How to spot a fake: analysing inauthentic content

In 2024, the World Economic Forum (WEF) rated misinformation and disinformation as the top global risk (The Global Risks Report 2024). The WEF judged that false information spread through media networks and online may ‘…radically disrupt electoral processes in several economies over the next two years’ as well as exacerbate and deepen societal polarisation. The acceleration of generative AI, as well as mistrust of governments and electoral processes, are key contributors to the rapid rise of misinformation and disinformation in the risk rankings. Now, more than ever, it is crucial for governments and organisations to understand and monitor the threats posed by inauthentic content online.


Analysing and investigating inauthentic content—including disinformation, misinformation and propaganda—can be a difficult task, requiring analysts to perform validation and verification as well as detailed content and metadata analysis. The inauthentic content analysis map is a resource to assist in interrogating open-source inauthentic content.


How to investigate and analyse inauthentic content

There are lots of approaches to analysing open-source information, and this resource is just one example—depending on the type of content, messaging campaign, and intelligence issue that you are investigating, you might choose to employ different schemas or strategies. At a basic level, though, it is useful to consider the following information about a piece of inauthentic content.


  • Author – who wrote or created the source?

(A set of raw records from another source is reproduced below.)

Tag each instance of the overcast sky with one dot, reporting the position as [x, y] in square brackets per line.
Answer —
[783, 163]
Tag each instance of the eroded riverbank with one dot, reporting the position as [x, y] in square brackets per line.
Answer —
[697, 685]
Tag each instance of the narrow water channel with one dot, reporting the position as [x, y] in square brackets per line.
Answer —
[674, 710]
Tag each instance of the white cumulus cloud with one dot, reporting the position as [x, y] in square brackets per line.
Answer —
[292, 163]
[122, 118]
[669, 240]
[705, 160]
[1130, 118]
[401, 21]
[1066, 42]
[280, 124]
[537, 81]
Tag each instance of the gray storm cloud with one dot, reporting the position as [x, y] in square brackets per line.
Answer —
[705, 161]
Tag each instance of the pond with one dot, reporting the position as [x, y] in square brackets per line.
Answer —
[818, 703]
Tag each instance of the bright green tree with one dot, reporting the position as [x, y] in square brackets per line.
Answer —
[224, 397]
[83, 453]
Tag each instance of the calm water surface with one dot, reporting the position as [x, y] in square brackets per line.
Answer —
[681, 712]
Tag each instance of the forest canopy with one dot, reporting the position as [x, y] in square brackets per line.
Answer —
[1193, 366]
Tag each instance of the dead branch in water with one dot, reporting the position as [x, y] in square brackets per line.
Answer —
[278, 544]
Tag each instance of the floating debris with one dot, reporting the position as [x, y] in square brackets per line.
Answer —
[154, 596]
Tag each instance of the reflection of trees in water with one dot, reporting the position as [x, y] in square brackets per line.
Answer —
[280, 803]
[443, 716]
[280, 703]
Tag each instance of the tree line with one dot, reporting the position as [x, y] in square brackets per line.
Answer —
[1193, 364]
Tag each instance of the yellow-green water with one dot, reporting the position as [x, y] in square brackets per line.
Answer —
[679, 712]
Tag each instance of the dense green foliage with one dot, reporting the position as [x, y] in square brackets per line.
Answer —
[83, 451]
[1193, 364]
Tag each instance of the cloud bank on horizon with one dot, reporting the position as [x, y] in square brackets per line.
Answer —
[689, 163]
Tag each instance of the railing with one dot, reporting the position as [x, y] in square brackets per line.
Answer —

  • Date – when was the source created? What other events may be occurring at this time?

  • Audience – who is the intended or likely audience for this content?

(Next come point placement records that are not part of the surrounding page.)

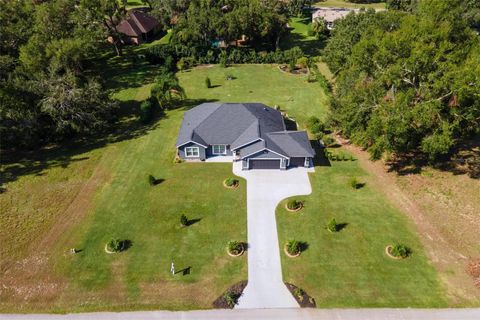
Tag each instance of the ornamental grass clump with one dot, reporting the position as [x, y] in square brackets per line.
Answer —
[293, 247]
[115, 245]
[231, 182]
[294, 204]
[400, 251]
[234, 247]
[332, 225]
[183, 220]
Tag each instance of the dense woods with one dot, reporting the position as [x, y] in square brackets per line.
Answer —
[407, 82]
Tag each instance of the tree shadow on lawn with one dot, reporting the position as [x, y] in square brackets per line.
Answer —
[125, 125]
[463, 159]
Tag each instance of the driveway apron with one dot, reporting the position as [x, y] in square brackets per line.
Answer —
[265, 189]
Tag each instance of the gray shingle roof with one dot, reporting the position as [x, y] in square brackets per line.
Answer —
[238, 124]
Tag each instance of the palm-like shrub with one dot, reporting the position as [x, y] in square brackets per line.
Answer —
[230, 182]
[293, 247]
[115, 245]
[400, 251]
[353, 182]
[230, 298]
[234, 247]
[332, 225]
[183, 220]
[294, 204]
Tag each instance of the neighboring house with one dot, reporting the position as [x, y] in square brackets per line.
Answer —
[138, 27]
[249, 132]
[330, 15]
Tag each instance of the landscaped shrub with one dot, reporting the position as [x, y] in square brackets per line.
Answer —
[293, 247]
[294, 204]
[234, 247]
[146, 111]
[115, 245]
[328, 141]
[298, 292]
[354, 183]
[231, 298]
[183, 220]
[151, 180]
[302, 62]
[332, 225]
[231, 182]
[400, 251]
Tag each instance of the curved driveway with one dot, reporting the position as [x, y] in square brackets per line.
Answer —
[265, 189]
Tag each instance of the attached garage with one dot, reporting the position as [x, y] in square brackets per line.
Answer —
[297, 162]
[264, 164]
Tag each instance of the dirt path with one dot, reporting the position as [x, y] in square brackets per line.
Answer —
[31, 278]
[445, 257]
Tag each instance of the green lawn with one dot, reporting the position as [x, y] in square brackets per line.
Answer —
[346, 4]
[258, 83]
[350, 268]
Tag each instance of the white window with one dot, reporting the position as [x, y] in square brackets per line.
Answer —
[219, 149]
[192, 152]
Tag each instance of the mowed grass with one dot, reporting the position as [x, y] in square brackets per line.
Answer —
[149, 216]
[347, 4]
[350, 268]
[258, 83]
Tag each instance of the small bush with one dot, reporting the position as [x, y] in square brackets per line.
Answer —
[293, 247]
[298, 292]
[400, 251]
[230, 298]
[293, 204]
[234, 247]
[115, 245]
[353, 182]
[183, 220]
[302, 62]
[230, 182]
[151, 180]
[146, 111]
[332, 225]
[328, 141]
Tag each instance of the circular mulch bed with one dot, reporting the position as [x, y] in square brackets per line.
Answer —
[388, 250]
[234, 186]
[288, 253]
[238, 254]
[304, 300]
[236, 289]
[294, 210]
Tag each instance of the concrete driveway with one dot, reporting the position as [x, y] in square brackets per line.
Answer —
[265, 189]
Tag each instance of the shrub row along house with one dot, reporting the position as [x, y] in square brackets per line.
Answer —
[249, 132]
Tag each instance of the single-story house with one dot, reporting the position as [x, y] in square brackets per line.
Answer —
[138, 27]
[249, 132]
[330, 15]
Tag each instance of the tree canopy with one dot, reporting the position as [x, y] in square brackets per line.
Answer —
[407, 82]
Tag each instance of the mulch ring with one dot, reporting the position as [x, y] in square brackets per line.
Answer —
[295, 71]
[473, 269]
[237, 289]
[300, 207]
[304, 300]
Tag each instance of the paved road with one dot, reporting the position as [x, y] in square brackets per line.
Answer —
[267, 314]
[265, 189]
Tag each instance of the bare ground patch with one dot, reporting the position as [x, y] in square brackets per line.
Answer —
[445, 210]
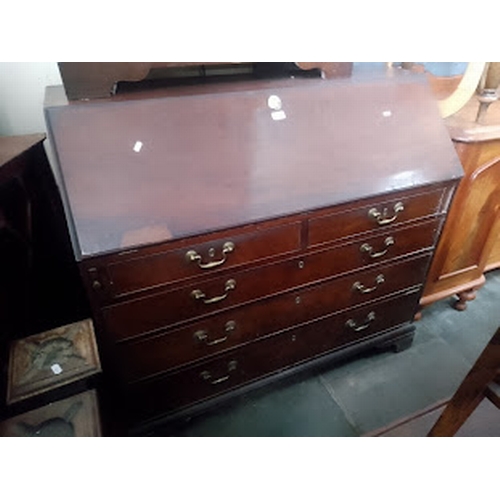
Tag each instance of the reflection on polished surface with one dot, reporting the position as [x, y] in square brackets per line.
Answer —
[185, 161]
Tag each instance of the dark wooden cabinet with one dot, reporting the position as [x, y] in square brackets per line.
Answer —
[40, 286]
[230, 235]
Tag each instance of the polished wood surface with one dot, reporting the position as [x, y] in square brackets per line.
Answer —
[473, 389]
[252, 172]
[470, 243]
[236, 243]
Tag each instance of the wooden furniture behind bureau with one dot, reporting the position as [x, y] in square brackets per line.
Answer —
[470, 244]
[40, 287]
[230, 234]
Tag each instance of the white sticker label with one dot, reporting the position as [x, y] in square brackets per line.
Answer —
[278, 115]
[56, 369]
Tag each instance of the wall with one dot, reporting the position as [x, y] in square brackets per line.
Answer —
[22, 89]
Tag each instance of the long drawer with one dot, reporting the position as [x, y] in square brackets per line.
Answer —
[151, 356]
[155, 312]
[266, 356]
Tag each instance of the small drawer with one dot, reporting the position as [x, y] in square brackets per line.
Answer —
[255, 360]
[376, 215]
[151, 356]
[198, 258]
[159, 311]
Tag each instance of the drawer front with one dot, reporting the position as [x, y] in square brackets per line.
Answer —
[267, 356]
[159, 311]
[211, 336]
[200, 259]
[374, 216]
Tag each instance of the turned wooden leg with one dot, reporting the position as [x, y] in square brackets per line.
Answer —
[463, 298]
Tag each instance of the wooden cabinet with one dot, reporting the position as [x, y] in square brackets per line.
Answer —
[470, 244]
[234, 234]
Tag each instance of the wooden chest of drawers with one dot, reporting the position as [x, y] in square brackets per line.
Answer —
[232, 234]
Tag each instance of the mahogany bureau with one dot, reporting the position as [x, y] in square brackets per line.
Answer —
[231, 234]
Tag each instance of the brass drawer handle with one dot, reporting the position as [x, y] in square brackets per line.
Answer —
[382, 218]
[199, 295]
[362, 289]
[206, 375]
[202, 335]
[365, 247]
[350, 323]
[193, 256]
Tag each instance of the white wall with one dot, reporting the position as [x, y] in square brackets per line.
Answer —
[22, 90]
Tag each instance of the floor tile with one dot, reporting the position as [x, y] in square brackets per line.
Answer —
[299, 409]
[484, 422]
[382, 389]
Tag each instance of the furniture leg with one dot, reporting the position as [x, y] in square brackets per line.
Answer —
[463, 298]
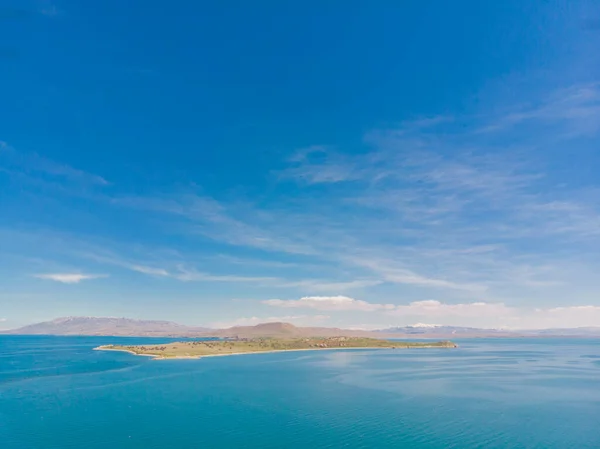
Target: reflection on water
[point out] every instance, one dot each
(57, 393)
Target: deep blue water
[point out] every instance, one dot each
(57, 393)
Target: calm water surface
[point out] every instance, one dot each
(57, 393)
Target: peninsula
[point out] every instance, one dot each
(207, 348)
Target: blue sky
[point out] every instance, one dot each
(322, 163)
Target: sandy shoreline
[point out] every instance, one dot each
(191, 357)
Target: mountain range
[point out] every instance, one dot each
(108, 326)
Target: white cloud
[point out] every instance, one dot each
(338, 303)
(301, 320)
(68, 278)
(434, 309)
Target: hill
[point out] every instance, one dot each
(285, 330)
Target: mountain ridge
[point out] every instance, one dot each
(116, 326)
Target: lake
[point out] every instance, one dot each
(57, 393)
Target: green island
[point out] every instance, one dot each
(208, 348)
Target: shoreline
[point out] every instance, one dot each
(195, 357)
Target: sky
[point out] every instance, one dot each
(351, 164)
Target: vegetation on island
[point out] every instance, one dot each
(195, 349)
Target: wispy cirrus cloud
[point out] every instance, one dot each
(68, 278)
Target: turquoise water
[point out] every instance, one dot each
(56, 393)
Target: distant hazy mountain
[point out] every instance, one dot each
(129, 327)
(285, 330)
(429, 330)
(108, 326)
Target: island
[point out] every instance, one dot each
(234, 346)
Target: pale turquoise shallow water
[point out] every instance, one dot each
(56, 393)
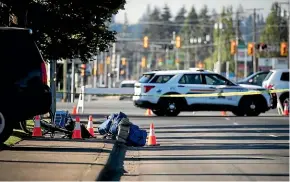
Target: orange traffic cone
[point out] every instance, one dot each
(74, 110)
(148, 112)
(37, 129)
(286, 109)
(90, 126)
(223, 113)
(152, 137)
(77, 130)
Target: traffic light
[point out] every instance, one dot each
(146, 42)
(123, 61)
(108, 60)
(178, 42)
(83, 69)
(283, 49)
(143, 62)
(261, 46)
(250, 48)
(233, 47)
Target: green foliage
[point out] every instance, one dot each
(275, 30)
(65, 29)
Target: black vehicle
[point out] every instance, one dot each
(24, 92)
(255, 78)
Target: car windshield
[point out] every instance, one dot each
(127, 85)
(146, 78)
(268, 76)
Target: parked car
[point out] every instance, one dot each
(278, 79)
(127, 84)
(255, 78)
(24, 92)
(152, 88)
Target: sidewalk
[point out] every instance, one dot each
(54, 160)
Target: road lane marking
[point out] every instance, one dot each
(273, 135)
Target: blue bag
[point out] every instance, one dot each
(105, 126)
(137, 137)
(61, 118)
(114, 127)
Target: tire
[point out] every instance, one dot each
(284, 99)
(171, 106)
(158, 112)
(250, 105)
(238, 113)
(27, 126)
(6, 128)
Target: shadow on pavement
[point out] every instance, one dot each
(221, 174)
(49, 162)
(224, 137)
(172, 158)
(90, 140)
(56, 149)
(217, 146)
(223, 131)
(286, 126)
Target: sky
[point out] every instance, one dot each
(136, 8)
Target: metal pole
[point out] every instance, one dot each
(118, 67)
(72, 96)
(53, 84)
(255, 66)
(288, 32)
(219, 52)
(95, 72)
(237, 45)
(64, 80)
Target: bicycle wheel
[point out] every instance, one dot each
(45, 120)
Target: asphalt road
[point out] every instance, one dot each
(212, 148)
(108, 106)
(191, 148)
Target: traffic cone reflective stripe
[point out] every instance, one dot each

  • Message – what is the key message and subject matter of the source?

  • Agenda – what is the motive behind the source? Does it seek to persuade or convince an audience of something?

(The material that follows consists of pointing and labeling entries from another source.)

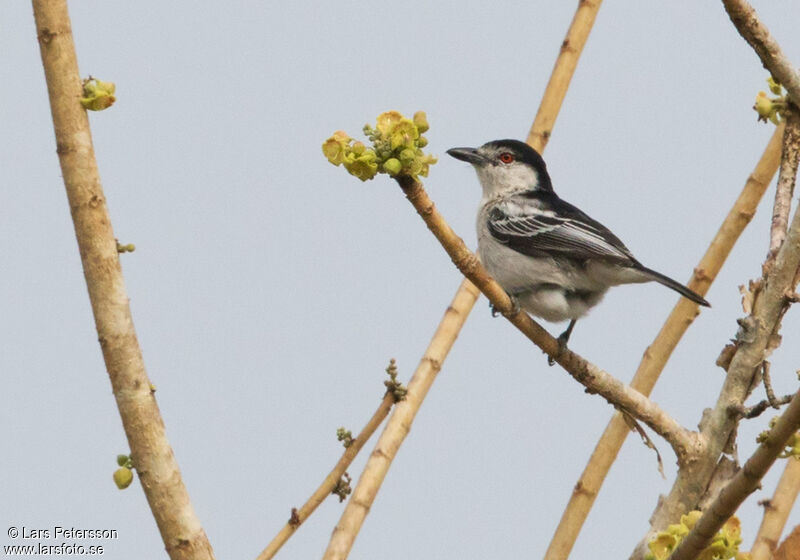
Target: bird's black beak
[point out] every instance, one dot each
(470, 155)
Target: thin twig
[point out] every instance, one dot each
(719, 423)
(400, 422)
(741, 485)
(683, 441)
(757, 409)
(757, 35)
(786, 180)
(656, 356)
(768, 385)
(151, 453)
(776, 511)
(300, 515)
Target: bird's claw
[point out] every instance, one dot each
(515, 308)
(562, 347)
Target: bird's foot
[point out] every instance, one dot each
(515, 308)
(562, 340)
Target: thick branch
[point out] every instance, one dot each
(564, 69)
(785, 188)
(720, 422)
(152, 456)
(757, 35)
(776, 512)
(741, 485)
(684, 442)
(399, 423)
(327, 486)
(657, 354)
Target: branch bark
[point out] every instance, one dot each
(399, 423)
(785, 189)
(776, 512)
(152, 455)
(327, 486)
(657, 354)
(741, 486)
(757, 35)
(684, 442)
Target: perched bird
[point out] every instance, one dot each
(553, 260)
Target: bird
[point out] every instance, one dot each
(553, 260)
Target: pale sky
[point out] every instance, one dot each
(269, 289)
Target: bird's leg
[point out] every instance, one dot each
(515, 308)
(562, 340)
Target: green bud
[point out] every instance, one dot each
(386, 121)
(335, 147)
(97, 95)
(403, 134)
(421, 121)
(407, 156)
(363, 167)
(763, 105)
(392, 166)
(123, 477)
(774, 86)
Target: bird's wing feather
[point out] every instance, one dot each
(560, 229)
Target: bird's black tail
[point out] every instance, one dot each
(677, 286)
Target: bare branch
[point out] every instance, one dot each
(776, 511)
(564, 68)
(683, 441)
(657, 354)
(757, 35)
(399, 423)
(786, 181)
(741, 485)
(300, 515)
(151, 453)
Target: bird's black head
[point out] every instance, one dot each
(506, 166)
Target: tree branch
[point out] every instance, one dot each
(684, 442)
(757, 35)
(399, 423)
(741, 485)
(152, 455)
(656, 356)
(786, 181)
(776, 512)
(327, 486)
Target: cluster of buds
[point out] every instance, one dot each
(724, 546)
(771, 108)
(397, 144)
(123, 476)
(792, 448)
(97, 95)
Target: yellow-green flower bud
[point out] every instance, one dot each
(407, 156)
(336, 147)
(97, 95)
(387, 120)
(763, 105)
(774, 86)
(363, 167)
(421, 121)
(392, 166)
(123, 477)
(403, 134)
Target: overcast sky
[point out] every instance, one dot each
(269, 289)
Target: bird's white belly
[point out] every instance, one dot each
(554, 291)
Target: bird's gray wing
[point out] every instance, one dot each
(560, 229)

  • Nature – what type of source is it, and how does this affect its message, audience, reach and influence?

  • Techniques – what tactics or techniques are used to influence or persuade an audience?

 

Validation and verification of open-source content, and particularly inauthentic content, can be a challenging prospect. This resource maps a variety of suggested tools and resources that can help to answer analytic questions and discover further information about a source’s creator, its provenance, audience, and intended message. 


Evaluating and analysing sources serve different purposes

The inauthentic content analysis map is not a resource for evaluating sources and it is not an alternative to R2C2 or other evaluation frameworks (read more about R2C2 here). However, it will assist analysts in forming judgements about open-source content. While analysis and evaluation of content overlap, it’s useful to think about source analysis as a separate process to evaluation. 


Source evaluation is necessary to determine how and why we might use a source in a product and as evidence for an assessment. Source analysis, on the other hand, refers to our interrogation of a source of information—how, when, where and why it was created, and by whom? What is its message and agenda? What techniques are used to convey the source’s message? Once we have thoroughly analysed a piece of content, we are better prepared to use a methodology like R2C2 to evaluate it in relation to our intelligence question. 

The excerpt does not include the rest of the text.